Interest in bamboo for construction has grown continuously as the focus shifts towards reducing the environment impact and embodied energy of the built environment. For developing countries, bamboo is considered as an ideal crop for rural development. Bamboo production and utilization are considered relevant to many in the UN for sustainable development goals. Naturally, the bamboo is found in cylindrical pole or culm. Bamboo is also part of the grass family. There are over 1200 species of bamboo all over the world, with structural species varying by locations. The different species can be categorized into three types of root systems: sympodial (clumping), monopodial (running), and amphipodial (clumping and running). According to the Food and Agriculture Organization of the United Nations (UNFAO), a total of 72% of land area in Malaysia is filled with forests. Bamboo is an easy plant to grow. Tropical rainforest areas found in Malaysia provide ideal growing conditions for the bamboo plant. The production of bamboo charcoal has increased and its applications especially in healthcare, cooking, water purification, and gardening have grown significantly [22]. Consequently, bamboo ash is the waste from the production of bamboo charcoal. Although rich in silica, the poor performance of bamboo ash is owing to the presence of silicate material. Due to the absence of alumina, it is attractive in combination with other materials which are rich in alumina i.e., fly ash. Commonly found in Malaysia and Indonesia, bamboo plant has been used as a fire protection material [23,24]. Bamboo is fire resistant even at higher temperatures, thus, it can be used in the construction industry.

There is lack of research on the use of bamboo ash in the construction industry. Therefore, in present study, we have experimentally investigated the properties and performance of fly ash geopolymer concrete incorporating with bamboo ash under elevated temperature. In addition, there is no previous study that has used bamboo ash as a construction material. This investigation includes the effect of physical appearances, compressive strength, weight loss, and ultrasonic pulse velocity loss after the desired exposure.

2. Experimentation

2.1. Materials

2.1.1. Binder

In this study, fly ash (FA) as low calcium fly ash (class F) and bamboo ash was used. The chemical composition and particle size analysis for both materials will be discussed in the results and discussion section.

Fly ash was obtained from Tanjung Bin, Johor, Malaysia. The bamboo ash (BA) was obtained from Lanchang, Pahang, Malaysia.
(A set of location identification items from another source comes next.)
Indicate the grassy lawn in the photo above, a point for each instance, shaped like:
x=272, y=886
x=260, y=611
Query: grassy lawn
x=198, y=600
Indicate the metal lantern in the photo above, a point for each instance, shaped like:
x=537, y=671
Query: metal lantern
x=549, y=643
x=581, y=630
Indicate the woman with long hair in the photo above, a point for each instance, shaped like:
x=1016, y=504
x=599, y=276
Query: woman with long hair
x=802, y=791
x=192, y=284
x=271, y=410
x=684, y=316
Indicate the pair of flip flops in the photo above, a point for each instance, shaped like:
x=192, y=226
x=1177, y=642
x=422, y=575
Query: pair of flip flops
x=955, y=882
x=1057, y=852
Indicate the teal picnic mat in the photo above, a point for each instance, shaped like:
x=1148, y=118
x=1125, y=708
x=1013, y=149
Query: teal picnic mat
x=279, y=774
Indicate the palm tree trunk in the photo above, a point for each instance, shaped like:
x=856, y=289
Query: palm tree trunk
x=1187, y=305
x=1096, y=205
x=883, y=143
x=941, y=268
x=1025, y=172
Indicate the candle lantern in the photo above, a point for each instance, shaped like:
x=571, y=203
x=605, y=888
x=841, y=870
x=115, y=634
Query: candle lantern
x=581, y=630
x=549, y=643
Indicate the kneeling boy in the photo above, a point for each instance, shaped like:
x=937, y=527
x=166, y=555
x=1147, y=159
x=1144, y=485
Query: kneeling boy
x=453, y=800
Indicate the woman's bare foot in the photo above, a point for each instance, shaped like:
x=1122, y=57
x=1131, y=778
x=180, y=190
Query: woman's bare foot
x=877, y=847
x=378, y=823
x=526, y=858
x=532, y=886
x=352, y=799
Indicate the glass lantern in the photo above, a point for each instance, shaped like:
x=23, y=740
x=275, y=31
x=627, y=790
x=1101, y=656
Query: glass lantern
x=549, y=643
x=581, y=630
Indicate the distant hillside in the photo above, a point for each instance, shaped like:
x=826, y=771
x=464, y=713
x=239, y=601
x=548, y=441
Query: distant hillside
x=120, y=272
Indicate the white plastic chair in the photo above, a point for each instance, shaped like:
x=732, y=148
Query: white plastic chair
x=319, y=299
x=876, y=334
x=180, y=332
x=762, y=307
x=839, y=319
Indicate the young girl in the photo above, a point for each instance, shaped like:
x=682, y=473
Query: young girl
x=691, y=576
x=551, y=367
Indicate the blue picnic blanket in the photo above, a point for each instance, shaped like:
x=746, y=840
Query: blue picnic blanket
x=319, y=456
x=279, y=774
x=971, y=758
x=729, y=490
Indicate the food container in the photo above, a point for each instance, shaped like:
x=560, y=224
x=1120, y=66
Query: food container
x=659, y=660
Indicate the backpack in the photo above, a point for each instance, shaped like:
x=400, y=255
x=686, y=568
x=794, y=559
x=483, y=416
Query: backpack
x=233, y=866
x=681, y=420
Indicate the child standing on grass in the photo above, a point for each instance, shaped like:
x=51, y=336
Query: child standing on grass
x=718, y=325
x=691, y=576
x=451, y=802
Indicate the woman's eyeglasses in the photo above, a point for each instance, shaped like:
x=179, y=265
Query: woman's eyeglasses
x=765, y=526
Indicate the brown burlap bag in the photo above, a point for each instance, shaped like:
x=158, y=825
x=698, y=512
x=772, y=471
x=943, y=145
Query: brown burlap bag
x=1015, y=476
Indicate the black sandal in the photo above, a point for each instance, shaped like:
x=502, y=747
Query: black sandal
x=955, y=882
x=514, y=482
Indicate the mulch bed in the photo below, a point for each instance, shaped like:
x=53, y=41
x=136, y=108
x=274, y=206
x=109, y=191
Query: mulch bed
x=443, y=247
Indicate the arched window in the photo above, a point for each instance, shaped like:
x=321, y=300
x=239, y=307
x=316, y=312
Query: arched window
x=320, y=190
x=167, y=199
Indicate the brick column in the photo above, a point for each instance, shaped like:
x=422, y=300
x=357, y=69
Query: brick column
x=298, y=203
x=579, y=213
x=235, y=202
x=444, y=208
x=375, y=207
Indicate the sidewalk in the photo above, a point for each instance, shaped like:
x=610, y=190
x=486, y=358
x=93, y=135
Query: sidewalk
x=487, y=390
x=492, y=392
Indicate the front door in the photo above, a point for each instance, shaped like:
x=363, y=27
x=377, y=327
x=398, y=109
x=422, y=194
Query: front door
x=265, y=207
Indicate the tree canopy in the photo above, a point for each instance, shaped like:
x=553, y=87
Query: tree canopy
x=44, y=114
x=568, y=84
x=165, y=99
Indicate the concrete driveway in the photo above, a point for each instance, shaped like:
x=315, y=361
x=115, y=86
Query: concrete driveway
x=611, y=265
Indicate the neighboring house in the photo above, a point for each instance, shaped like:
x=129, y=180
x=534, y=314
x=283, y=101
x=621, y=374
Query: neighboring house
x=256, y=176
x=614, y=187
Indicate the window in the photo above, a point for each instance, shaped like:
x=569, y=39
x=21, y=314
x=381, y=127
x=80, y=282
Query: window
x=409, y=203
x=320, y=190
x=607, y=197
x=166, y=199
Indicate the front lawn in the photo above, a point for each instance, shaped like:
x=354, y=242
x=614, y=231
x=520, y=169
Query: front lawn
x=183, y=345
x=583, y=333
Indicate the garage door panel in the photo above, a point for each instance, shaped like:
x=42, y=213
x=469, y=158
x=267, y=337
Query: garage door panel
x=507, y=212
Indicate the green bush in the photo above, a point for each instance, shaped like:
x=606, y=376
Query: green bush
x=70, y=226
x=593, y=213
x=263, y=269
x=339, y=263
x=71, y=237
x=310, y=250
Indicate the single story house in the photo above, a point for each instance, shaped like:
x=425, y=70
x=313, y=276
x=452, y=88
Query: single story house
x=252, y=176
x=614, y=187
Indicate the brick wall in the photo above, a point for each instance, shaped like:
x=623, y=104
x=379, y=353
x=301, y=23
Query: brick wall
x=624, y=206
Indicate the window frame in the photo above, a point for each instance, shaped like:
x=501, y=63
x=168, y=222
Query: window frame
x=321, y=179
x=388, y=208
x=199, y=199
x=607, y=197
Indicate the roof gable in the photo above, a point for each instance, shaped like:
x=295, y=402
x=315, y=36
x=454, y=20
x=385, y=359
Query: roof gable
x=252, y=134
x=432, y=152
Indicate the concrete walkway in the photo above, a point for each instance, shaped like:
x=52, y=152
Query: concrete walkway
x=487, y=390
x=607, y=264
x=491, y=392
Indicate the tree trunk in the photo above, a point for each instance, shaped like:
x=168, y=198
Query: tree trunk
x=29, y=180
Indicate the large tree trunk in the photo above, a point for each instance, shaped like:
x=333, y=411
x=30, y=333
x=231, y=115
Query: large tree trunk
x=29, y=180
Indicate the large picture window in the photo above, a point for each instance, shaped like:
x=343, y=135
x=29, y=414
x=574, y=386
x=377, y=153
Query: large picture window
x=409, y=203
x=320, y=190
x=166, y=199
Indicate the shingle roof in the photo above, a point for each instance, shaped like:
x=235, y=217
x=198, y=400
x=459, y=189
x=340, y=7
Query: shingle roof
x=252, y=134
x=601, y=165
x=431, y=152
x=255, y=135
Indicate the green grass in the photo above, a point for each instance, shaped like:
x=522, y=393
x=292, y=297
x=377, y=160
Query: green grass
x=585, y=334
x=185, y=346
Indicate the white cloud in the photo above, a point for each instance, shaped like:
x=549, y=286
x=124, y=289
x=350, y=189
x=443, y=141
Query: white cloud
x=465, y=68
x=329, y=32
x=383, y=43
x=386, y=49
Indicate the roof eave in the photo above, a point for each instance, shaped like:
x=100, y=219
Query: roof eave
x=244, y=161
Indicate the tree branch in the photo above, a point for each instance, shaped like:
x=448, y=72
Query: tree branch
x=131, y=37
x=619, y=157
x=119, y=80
First, collected bamboo ash was dried in the oven for 24 hours at 110 °C (± 5 °C) to ensure that there was no moisture available. Then, the bamboo ash was ground in an abrasion test machine for 6 hours to improve the fineness of the ash. Then, the bamboo ash was sieved through a 45 μm sieve in order to remove bigger size of ash particle and impurities. Only the fine bamboo ash passing through the sieve were collected following the standard size of Portland cement used in the mixing. The specific gravity of FA and BA was 2.20 and 2.05, respectively.

2.1.2. Aggregates

The standards used to determine the properties of aggregates are ASTM C127 [25], ASTM C128-15 [26], ASTM C29 [27], and BS EN 933-1:2012 [28]. ASTM C127 was used to determine the specific gravity and water absorption of coarse aggregate. ASTM C128 was used to obtain specific gravity and water absorption of fine aggregate. Apart from that, ASTM C29 was conducted to acquire the bulk density of both aggregates and BS EN 933-1:2012 [28] was used to check the grading requirement of the aggregates.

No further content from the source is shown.